Simple parent and child window question

donturner

I am trying to create a window which shows a child window as soon as it is created, I am using the following code in main.cpp:

@#include <QtGui>
#include <QApplication>

int main(int argc, char *argv[])
{
QApplication a(argc, argv);

QWidget mainWindow;
QWidget *popup = new QWidget(&mainWindow);
mainWindow.show();
popup->show();

return a.exec();

}@

Problem is, the main window shows but the child popup window does not. I think I'm missing something obvious but can't figure out what it is. Please could someone help.

thisisbhaskar

When you call mainWindow.show(), it automatically shows all its children. you don't need to call popup->show() again.

And your mainWindow or popup are just empty QWidgets. They don't have any content. Create some widgets like button and added them to your mainWindow or popup. Then you can see something.

dbzhang800

The widget you named "popup" is just an sub widget of "mainWindow" instead of an real Popup Window.

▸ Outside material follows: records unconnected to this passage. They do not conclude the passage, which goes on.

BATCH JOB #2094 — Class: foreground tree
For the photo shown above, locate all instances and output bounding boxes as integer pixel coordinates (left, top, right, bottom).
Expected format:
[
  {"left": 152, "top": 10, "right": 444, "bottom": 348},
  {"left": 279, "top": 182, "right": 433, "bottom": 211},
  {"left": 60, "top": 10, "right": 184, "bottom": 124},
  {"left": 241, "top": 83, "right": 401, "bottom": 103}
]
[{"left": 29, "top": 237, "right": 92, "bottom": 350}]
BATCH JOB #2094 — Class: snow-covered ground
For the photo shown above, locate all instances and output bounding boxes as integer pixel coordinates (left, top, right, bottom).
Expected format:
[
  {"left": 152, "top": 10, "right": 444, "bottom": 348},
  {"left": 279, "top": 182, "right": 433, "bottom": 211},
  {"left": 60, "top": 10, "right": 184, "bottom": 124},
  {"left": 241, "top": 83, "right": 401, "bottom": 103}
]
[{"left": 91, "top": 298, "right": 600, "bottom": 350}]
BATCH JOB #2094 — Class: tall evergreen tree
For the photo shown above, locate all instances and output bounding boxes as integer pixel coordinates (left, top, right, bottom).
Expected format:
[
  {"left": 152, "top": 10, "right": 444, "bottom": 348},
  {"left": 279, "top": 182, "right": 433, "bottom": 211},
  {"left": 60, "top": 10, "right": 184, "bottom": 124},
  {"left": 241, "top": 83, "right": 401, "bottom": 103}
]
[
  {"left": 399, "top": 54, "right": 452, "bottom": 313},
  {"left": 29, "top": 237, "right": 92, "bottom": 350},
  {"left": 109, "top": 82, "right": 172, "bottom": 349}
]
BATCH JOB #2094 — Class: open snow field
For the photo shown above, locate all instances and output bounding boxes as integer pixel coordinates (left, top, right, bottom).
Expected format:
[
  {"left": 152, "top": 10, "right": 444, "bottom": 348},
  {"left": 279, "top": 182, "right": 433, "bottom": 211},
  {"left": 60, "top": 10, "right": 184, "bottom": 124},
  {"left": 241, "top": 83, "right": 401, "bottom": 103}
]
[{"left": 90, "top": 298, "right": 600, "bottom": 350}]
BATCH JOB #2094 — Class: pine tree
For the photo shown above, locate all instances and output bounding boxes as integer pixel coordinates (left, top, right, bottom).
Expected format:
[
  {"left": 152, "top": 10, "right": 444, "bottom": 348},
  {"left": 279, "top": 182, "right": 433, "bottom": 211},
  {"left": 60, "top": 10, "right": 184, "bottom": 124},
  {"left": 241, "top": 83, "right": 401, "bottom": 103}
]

If you want an Popup Window, you can use QDialog.

donturner

Thank you both for your quick responses, that's sorted it:

@#include <QtGui>
#include <QApplication>

int main(int argc, char *argv[])
{
QApplication a(argc, argv);

QWidget mainWindow;
mainWindow.show();

QDialog popup(&mainWindow);
popup.show();

return a.exec();

}@

I'm guessing when QWidget is instantiated without a parent it defaults to creating a window which shows automatically, but when a parent is given in the constructor it assumes that it's not a window and that the parent will handle its display. Does that make sense?

thisisbhaskar

[quote author="donturner" date="1310118497"]
I'm guessing when QWidget is instantiated without a parent it defaults to creating a window which shows automatically, but when a parent is given in the constructor it assumes that it's not a window and that the parent will handle its display. Does that make sense?[/quote]

yes you are true.

How you can display for example is to add a button to main window, and connect button clicked signal to popup open() ( not show() ) function.

changsheng230

QWidget *popup = new QWidget(&mainWindow); Means that popup widget will be a sub componnet of the mainWindow.

If you expect to see two seperate widgets show up at the same time, do like this:

@int main(int argc, char *argv[])
{
QApplication a(argc, argv);
QWidget mainWindow;
//QWidget *popup = new QWidget(&mainWindow);
QWidget *popup = new QWidget(); // do not set mainWindow as its parent
mainWindow.show();
popup->show();
return a.exec();
}
@

donturner

Thanks very much for all your help, you guys rock.

I wish the BlackBerry developer forums were this good!!